Heat the water and the milk, the butter, the salt, sugar. Simmer, remove from the heat and add the flour. Dry out the pastry over a low heat. Transfer to a mixing bowl and add the eggs one at a time. Pipe éclairs 11 cm long and 2.5 cm thick.
Combine all the ingredients until a doughy texture is formed. Roll out to 3 mm thick between two sheets of baking parchment. Cut into 1.5 cm by 11 cm rectangles. Place on top of the éclairs. Place in the oven pre-heated to 220°C (428°F), turn down to 160°C (320°F), and bake during 30 min.

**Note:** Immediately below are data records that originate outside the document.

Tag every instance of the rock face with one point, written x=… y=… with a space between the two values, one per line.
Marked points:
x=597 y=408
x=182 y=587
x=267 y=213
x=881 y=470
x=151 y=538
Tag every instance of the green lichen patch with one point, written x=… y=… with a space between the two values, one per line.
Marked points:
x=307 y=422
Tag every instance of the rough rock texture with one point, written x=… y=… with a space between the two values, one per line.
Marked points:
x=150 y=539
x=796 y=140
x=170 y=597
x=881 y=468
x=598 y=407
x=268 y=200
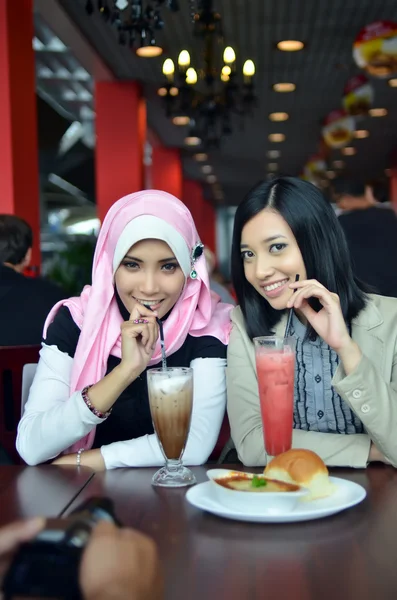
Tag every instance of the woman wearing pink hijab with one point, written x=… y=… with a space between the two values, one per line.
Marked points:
x=89 y=397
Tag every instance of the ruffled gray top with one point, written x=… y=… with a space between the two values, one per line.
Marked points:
x=317 y=407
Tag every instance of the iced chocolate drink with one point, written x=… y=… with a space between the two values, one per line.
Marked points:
x=171 y=401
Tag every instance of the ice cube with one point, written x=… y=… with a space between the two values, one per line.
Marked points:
x=168 y=385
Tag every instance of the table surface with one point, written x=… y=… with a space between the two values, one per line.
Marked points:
x=346 y=556
x=45 y=490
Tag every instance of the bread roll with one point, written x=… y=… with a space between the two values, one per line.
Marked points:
x=302 y=467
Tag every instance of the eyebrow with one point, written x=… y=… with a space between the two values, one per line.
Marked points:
x=267 y=240
x=163 y=260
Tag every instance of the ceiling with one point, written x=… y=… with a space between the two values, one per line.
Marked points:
x=253 y=27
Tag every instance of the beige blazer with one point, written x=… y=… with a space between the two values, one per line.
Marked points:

Bring the milk to the boil. Beat the egg yolks with the sugar until pale, then add the custard powder. Pour a third of the boiling milk over the eggs and stir. Pour back into the rest of the boiling milk and stir continuously. Bring to the boil and cook for 3 min, Remove from the heat and add the gelatine followed by the finely chopped Dulcey. When fully cooled, fold in the whipped cream using a rubber spatula. Refrigerate the cream in the fridge and add the dark chocolate shavings. Pipe the éclairs.
Bring the milk, cream and vanilla to the boil. When the liquid reaches 40°C (104°F), sprinkle in the dry ingredients and mix. Bring to the boil and pour a third over the egg yolks while stirring. Cook at 85°C (185°F) stirring until it coats the rubber spatula. Strain. Leave to cool. Allow to steep, process and place in the freezer. Roast and finely chop the peanuts. Make a caramel using the sugar and water and add the salted butter to lower the cooking temperature. Sprinkle the chopped peanuts into the caramel. Once the ice cream has been processed, add the caramelised peanuts.
Place the glucose in a saucepan. Heat. Gradually add the sugar as it cooks, making sure to cook all of the sugar crystals. At the end the process add the scraped vanilla pod. Add the cream to the caramel to lower the cooking temperature. Strain, cool, cover with film and set aside.
Use a sheet of dipping paper to do the shell. Make lines of Dulcey on the chocolate roll.
Caramelize peanuts to create a peak of caramel. Ice the éclairs.
Place the éclair into the chocolate shell. Place the coated peanuts on top of the shell. Make dots of caramel sauce. Place the crushed peanuts. Place the vanilla and caramelised peanut ice cream quenelle on the top.